No había TV, no había pavimento en las calles, el alumbrado público
no existía; la energía eléctrica era deficiente, solo había un diario
constante y por ello la radiodifusión era la reina de la comunicación y
el entretenimiento, si se consideraba que solamente existían cuatro
salas de cine, dos de las cuales eran de las llamadas tropicales, es decir, sin techo ni otra defensa contra la lluvia.
En el Mochis de mitad del siglo 20, las tenebrosas noches que
constantemente generaban los consuetudinarios apagones solamente eran
cortadas por la intermitente navaja plateada que era el haz de luz
lanzado por el faro del Cerro de la Memoria hacia el horizonte infinito.
Servía de guía a la navegación aérea y marítima, pero la gente
aseguraba que hasta a los cazadores perdidos orientaba para salir de los
matorrales y poder volver a sus campamentos.
Era aún el Mochis de las calles de tierra y lodo, de los canales de
riego y drenes que cuadriculaban la incipiente mancha urbana; de los
corrales domésticos, de las ordeñas y chiqueros, de las matanzas y venta
en la calle de carne “de puerco y puerca”.
Mochis era el campo de la radiodifusión, que inició Paco Pérez, pero la programación era repetitiva.

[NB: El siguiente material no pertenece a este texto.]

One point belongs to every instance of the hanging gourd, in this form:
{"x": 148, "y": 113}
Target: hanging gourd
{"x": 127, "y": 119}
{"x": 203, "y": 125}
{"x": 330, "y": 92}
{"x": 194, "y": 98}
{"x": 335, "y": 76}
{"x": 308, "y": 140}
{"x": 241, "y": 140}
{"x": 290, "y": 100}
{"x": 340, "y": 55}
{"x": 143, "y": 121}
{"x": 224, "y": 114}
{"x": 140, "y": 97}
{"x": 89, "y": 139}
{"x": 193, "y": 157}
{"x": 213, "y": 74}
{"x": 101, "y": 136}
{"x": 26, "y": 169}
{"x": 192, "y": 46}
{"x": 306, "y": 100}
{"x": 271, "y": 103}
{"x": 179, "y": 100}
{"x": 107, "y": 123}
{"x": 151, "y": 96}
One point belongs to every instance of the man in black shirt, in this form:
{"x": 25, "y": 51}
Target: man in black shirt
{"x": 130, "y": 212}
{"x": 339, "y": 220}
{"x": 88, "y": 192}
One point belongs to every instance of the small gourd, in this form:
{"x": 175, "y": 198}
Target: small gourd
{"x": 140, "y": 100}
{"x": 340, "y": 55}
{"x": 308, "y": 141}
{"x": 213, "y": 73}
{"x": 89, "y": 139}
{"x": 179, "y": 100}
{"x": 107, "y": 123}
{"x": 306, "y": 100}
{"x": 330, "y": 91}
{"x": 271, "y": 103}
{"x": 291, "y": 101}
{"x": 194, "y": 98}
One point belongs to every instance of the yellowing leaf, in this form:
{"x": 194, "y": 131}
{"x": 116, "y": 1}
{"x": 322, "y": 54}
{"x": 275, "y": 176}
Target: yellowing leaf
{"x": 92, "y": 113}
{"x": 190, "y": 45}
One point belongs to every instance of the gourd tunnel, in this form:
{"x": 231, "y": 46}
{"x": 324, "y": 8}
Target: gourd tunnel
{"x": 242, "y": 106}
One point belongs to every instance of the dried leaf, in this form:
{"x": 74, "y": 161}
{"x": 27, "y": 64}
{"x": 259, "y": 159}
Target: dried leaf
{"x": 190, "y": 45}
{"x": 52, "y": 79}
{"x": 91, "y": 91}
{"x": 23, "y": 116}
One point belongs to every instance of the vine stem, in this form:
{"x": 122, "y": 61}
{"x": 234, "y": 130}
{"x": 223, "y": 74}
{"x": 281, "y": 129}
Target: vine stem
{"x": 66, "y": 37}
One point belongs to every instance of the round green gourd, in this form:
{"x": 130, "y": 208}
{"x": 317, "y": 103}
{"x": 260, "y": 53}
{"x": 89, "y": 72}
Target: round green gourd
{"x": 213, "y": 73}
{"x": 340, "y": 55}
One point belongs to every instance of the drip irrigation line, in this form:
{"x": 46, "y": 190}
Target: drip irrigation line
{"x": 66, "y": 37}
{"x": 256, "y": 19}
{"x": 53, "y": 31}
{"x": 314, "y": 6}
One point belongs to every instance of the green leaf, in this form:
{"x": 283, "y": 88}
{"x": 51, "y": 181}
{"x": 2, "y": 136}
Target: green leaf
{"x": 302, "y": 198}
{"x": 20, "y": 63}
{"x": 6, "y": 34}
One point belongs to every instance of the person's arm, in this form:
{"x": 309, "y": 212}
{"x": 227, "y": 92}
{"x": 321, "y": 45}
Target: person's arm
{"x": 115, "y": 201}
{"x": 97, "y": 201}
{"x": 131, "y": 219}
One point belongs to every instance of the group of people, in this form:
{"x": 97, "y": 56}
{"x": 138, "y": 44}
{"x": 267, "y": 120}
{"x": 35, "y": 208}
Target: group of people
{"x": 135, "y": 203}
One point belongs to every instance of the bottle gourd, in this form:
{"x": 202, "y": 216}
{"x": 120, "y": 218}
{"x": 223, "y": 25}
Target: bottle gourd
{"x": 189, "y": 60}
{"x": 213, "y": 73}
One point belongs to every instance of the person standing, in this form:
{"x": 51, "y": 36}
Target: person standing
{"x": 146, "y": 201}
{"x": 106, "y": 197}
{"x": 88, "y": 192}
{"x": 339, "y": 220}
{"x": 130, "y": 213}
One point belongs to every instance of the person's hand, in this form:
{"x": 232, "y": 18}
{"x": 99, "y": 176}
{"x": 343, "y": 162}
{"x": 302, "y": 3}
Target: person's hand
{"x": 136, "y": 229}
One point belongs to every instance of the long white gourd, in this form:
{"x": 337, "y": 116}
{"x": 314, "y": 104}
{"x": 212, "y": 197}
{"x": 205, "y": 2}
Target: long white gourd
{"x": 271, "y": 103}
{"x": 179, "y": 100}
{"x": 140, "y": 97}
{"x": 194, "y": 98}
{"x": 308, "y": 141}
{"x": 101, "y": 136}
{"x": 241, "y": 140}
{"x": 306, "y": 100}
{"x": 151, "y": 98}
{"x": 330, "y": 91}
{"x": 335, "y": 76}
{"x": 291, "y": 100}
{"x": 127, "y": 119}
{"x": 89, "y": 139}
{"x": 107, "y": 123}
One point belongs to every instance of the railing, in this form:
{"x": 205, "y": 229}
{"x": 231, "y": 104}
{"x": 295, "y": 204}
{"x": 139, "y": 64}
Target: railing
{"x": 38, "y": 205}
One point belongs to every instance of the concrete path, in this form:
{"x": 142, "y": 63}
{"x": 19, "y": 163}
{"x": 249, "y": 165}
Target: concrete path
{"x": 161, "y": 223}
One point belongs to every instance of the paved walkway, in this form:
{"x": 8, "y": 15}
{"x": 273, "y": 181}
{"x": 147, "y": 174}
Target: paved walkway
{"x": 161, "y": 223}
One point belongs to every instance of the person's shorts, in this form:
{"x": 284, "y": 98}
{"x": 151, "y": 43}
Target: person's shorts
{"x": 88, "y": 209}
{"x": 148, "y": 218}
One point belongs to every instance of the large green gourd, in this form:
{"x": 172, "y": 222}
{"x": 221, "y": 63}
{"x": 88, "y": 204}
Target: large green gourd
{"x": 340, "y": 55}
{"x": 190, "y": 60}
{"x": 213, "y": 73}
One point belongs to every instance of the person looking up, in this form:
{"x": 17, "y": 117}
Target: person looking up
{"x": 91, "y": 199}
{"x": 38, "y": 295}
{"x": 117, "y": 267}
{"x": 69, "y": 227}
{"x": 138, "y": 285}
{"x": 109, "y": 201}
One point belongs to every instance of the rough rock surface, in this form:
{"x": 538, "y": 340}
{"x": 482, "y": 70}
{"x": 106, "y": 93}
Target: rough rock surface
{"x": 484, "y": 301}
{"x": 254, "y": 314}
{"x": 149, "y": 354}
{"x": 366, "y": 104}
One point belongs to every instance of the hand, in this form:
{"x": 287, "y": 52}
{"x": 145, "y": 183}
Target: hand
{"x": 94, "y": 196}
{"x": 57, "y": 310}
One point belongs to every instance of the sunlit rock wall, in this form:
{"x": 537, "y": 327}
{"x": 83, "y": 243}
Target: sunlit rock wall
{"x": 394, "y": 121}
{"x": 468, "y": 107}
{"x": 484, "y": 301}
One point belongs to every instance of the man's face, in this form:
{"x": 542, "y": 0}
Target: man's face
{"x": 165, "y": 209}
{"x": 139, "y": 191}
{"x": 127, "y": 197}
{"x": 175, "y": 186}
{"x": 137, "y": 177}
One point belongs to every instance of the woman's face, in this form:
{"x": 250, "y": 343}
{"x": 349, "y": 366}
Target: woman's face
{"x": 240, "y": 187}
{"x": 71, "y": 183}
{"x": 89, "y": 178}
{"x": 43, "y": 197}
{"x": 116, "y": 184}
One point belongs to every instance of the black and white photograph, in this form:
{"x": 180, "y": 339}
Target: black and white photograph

Los gustos estaban por Pedro Infante, José Alfredo Jiménez, Toña la Negra, Lola Beltrán, Miguel Aceves, Cuco Sánchez, Jorge Negrete, Lidia y Amalia Mendoza, Agustín Lara y Luis Arcaraz, entre otros.
La rutina silenciosa de Los Mochis a finales de los cincuenta y
principios de los sesenta solamente se interrumpía por el estruendo de
las bandas sinaloenses, como la Mochis, de don Porfirio Amarillas; La
Costeña, la Ahome, y de vez en cuando se aparecían por el rumbo Los
Guamuchileños de Culiacán y la Banda del Recodo. No hay que olvidar el
lastimero silbato de la fábrica de azúcar, que se escuchaba en cualquier
punto de la ciudad y funcionaba mejor que el reloj público del mercado
Juárez porque la gente no necesitaba andar por “el centro” para saber la
hora cada 30 minutos.
Los pacíficos habitantes de Los Mochis dormitaban la inactividad en
los mercados Juárez y Municipal, pero podían matar el aburrimiento en
los billares La Rata Muerta, en Cafetal, de don Enrique Jackson; en El
Bohemio, o en cantinas de conocida reputación (¿?) como Candilejas, El
Gato Negro, La Verde, La Sierra Mojada, El Tabachín, La Rondalla, La
Comadre Leal, El Dogout, Gambrinus y los clubes Corona y Carta Blanca,
todos al compás de los silbatazos de los trenes que llegaban a descargar
la caña al ingenio por lo que hoy son los bulevares Rosendo G. Castro y
Centenario.
Los grandes bailes se celebraban en la Sociedad Mutualista, el Club
de Leones, el Club de Caza y Pesca, llamado después el Campestre; en la
Cámara Júnior y el Señorial, además de en el exclusivísimo Country Club.
En tanto, procedente del norte y del Distrito Federal, se aproximaba una amenaza musical y mercadotécnica llamada rocanrol.